Figure 1.. Study Cohort and Emulated Trial Flow

Abbreviations: ALT, alanine aminotransferase; AST, aspartate aminotransferase; ICU, intensive care unit; and IL-6, interleukin 6. To convert ALT and AST to μkat/L, multiply by 0.0167.

Figure 2.. Mortality in Tocilizumab-Treated vs Non-Tocilizumab–Treated Patients

A total of 63 tocilizumab-treated and 259 non-tocilizumab–treated patients were still hospitalized at last follow-up and thus could not be fully assessed for the primary outcome. ICU indicates intensive care unit.
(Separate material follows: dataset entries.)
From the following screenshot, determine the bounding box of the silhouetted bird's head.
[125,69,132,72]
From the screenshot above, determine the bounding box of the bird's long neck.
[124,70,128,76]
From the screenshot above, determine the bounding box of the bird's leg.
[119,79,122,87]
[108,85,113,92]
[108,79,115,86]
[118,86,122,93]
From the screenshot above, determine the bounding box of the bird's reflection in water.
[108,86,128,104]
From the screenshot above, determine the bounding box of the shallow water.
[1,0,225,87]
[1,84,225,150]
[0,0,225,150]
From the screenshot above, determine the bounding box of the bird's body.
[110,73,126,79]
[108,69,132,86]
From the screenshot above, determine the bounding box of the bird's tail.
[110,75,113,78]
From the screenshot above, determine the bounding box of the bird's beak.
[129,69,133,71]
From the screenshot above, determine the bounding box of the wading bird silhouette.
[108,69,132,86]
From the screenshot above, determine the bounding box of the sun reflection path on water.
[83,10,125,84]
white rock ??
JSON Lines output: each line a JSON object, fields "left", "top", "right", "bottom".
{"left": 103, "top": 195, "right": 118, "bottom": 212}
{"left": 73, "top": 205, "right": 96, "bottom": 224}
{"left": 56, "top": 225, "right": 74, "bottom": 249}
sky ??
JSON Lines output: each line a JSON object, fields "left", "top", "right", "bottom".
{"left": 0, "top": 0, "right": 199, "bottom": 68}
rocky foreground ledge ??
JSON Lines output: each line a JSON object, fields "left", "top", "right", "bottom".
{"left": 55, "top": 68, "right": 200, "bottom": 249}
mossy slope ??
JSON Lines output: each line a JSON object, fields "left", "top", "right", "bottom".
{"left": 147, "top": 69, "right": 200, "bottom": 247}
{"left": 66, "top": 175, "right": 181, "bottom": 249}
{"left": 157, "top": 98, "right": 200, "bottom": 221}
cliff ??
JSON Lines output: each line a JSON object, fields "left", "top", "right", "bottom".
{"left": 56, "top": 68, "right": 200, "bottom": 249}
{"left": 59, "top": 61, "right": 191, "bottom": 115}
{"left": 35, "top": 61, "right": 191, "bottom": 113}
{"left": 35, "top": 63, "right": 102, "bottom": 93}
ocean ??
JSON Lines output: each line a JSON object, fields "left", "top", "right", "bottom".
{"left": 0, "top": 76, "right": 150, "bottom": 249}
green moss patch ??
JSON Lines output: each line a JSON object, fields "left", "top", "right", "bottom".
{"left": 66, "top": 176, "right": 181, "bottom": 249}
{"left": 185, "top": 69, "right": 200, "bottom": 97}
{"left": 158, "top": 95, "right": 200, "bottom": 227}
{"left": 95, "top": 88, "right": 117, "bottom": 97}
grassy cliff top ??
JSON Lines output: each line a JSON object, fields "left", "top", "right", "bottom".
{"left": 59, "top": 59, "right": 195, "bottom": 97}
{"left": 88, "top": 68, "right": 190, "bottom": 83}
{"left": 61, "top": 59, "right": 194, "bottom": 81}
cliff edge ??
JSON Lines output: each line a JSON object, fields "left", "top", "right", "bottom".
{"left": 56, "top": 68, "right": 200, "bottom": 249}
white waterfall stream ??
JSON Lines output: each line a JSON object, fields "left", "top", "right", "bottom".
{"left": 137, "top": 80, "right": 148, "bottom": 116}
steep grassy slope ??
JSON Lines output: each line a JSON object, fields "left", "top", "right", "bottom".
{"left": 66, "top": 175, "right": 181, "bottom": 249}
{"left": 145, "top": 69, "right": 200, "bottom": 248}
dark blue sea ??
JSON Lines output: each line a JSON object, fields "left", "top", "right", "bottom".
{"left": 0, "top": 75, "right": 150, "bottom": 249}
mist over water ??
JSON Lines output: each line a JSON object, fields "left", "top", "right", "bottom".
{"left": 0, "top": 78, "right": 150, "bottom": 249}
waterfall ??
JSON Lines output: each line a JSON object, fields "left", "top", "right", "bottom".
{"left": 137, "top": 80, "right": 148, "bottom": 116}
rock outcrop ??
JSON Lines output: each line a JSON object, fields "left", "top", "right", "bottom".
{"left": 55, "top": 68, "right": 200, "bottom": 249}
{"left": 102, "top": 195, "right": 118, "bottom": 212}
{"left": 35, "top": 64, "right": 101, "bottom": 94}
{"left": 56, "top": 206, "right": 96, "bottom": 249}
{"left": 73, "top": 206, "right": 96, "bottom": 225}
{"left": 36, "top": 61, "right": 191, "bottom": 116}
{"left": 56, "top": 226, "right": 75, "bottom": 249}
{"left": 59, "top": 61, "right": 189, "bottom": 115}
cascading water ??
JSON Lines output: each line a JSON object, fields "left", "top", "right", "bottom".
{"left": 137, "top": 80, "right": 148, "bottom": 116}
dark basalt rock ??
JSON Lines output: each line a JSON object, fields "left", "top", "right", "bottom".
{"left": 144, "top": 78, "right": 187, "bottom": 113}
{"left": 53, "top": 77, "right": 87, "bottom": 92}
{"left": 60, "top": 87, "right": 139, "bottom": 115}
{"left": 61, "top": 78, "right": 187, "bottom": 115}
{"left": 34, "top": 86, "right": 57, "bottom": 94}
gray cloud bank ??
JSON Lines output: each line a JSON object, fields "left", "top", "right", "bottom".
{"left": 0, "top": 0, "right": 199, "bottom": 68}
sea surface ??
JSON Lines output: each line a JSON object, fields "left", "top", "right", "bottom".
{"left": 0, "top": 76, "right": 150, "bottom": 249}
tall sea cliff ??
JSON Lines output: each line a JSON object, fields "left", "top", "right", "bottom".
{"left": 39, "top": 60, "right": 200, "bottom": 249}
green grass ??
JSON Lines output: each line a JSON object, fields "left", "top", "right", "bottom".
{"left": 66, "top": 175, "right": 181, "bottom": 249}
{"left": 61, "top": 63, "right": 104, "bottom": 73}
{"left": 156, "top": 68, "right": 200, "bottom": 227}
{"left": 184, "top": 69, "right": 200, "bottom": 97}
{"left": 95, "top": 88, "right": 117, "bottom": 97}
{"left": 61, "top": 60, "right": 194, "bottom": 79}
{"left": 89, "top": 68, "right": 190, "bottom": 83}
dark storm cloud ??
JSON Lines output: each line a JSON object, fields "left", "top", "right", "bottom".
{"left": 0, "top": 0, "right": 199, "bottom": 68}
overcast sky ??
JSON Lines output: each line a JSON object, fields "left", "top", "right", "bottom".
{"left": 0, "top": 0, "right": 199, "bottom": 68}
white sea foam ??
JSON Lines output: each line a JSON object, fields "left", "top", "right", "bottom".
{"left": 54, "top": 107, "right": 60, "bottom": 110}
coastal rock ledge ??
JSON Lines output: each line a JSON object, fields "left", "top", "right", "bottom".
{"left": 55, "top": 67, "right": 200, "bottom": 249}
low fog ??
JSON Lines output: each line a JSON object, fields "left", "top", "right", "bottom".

Figure 3.. Subgroup Analyses Examining Mortality in Tocilizumab-Treated vs Non-Tocilizumab–Treated Patients

The hazard ratios (HRs) in the Forest plot are adjusted for the following covariates: age, sex, race, ethnicity, body mass index, hypertension, diabetes, coronary artery disease, congestive heart failure, current tobacco use, active cancer, home medications (statin, angiotensin-converting enzyme inhibitor, angiotensin 2 receptor blocker), days from symptom onset to intensive care unit (ICU) admission, severity-of-illness covariates assessed on ICU admission (fever, the renal and liver components of the Sequential Organ Failure Assessment score, the ratio of partial pressure of arterial oxygen to fraction of inspired oxygen [Pao₂:Fio₂], the number of vasopressors received, white blood cell count, and inflammation [assessed by levels of C-reactive protein, interleukin 6, and ferritin]), and concurrent therapies received on ICU admission (hydroxychloroquine sulfate, azithromycin, corticosteroids, therapeutic anticoagulants, prone positioning, and neuromuscular blockade). NA indicates not applicable. ^aDefined as any of the following critical values or events on the day of ICU admission: arterial pH of less than 7.0, arterial lactate level of greater than 90.1 mg/dL (to convert to mmol/L, multiply by 0.111), receipt of 4 or more vasopressors, or cardiac arrest.